I tried using Python's .replace() method on the string to replace special characters for blank spaces before tokenizing it, but now when I print the tokenization result it's separating everything like this:

text_adjustment = text.replace(":", " ").replace("(", " ").replace(")", " ").replace("/", " ").replace(";", " ").replace("-", " ").replace("+", " ")

print([token for token in text_adjustment])
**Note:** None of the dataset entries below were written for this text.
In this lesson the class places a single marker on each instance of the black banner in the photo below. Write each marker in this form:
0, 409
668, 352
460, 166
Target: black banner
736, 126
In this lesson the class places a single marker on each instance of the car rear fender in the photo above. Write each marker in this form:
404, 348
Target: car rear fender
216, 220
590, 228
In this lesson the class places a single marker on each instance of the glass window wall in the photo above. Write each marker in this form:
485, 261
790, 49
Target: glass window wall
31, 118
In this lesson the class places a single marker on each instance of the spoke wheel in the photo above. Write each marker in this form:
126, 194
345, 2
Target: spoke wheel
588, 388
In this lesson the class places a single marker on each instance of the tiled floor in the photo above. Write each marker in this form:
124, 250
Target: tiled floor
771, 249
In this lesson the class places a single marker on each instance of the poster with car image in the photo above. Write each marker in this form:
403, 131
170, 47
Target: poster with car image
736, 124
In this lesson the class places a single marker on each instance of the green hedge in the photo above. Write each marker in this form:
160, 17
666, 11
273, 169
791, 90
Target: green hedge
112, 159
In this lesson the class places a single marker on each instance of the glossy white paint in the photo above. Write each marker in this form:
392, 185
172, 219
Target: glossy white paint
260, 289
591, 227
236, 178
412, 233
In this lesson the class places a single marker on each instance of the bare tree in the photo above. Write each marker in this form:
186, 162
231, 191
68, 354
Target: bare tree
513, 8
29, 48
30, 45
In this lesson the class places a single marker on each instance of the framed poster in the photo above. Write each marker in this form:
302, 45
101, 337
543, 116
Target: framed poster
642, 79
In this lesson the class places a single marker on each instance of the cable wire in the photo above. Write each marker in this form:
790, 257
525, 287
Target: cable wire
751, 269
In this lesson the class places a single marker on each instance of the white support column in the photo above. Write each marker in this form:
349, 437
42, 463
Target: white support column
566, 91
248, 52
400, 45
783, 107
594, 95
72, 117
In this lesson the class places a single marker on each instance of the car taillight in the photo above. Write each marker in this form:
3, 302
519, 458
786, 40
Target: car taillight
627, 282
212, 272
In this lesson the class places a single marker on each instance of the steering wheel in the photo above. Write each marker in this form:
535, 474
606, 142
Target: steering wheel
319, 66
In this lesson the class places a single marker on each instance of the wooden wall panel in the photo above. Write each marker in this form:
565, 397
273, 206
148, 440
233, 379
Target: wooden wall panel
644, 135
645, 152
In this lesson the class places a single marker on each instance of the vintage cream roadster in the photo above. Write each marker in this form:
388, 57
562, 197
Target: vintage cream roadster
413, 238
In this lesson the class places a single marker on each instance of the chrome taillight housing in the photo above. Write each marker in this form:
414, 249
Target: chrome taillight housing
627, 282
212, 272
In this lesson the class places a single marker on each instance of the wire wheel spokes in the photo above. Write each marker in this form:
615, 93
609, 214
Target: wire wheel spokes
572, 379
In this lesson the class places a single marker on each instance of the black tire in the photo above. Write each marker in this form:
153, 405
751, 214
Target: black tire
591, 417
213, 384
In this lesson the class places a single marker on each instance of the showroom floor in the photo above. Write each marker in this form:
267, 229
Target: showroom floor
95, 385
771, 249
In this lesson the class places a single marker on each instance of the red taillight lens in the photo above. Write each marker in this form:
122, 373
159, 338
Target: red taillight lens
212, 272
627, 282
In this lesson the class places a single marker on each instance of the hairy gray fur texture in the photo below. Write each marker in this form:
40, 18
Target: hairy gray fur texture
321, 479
['t', 'o', 't', 'a', 'l', ' ', ' ', '1', ',', '8', '0', '%', ' ', ' ', 'c', 'o', 'm', 'e', 'x', ' ', '1', ',', '3', '0', '%', ' ', ' ', ' ', 'd', 'e', 'r', 'i', 'v', ' ', '0', ',', '5', '0', '%', ' ', 'a', 't', 'i', 'v', 'o', ' ', ' ', '1', ',', '1', '7', '%', ' ']

I would like the tokenization result to be like that:

['total', '1,80%', 'comex', '1,30%', 'deriv', '0,50%', 'ativo', '1,17%']

Is there a better way to do that? I'm using the 'pt_core_news_sm' model, but I can change the language if I want to.

Thanks in advance :)


Solution

  • I suggest using

    import re
    #...
    text = re.sub(r'(\S)([/:()])', r'\1 \2', text)
    pattern_test =  [{"TEXT": {"REGEX": r"^\d+[,.]\d+$"}}, {"ORTH": "%"}]
    

    Here, (\S)([/:()]) regex is used to match any non-whitespace (capturing it into Group 1) and then matching a /, :, ( or ) (capturing it into Group 2) and then re.sub inserts a space between these two groups.

    The ^\d+[,.]\d+$ regex matches a full token text that contains a float value and the % is the next token text (because the number and % are split into separate tokens by the model).

    Full Python code snippet:

    import spacy, re
    from spacy.matcher import Matcher
    
    #nlp = spacy.load("pt_core_news_sm")
    nlp = spacy.load("en_core_web_trf")
    matcher = Matcher(nlp.vocab)
    text = 'total: 1,80%:(comex 1,30% + deriv 0,50%/ativo: 1,17% '
    text = re.sub(r'(\S)([/:()])', r'\1 \2', text)
    pattern_test =  [{"TEXT": {"REGEX": "\d+[,.]\d+"}}, {"ORTH": "%"}]  
    text_ = nlp(text)
    
    matcher.add("pattern test", [pattern_test] )
    result = matcher(text_)
    
    for id_, beg, end in result:
        print(id_)
        print(text_[beg:end])
    

    Output:

    9844711491635719110
    1,80%
    9844711491635719110
    1,30%
    9844711491635719110
    0,50%
    9844711491635719110
    1,17%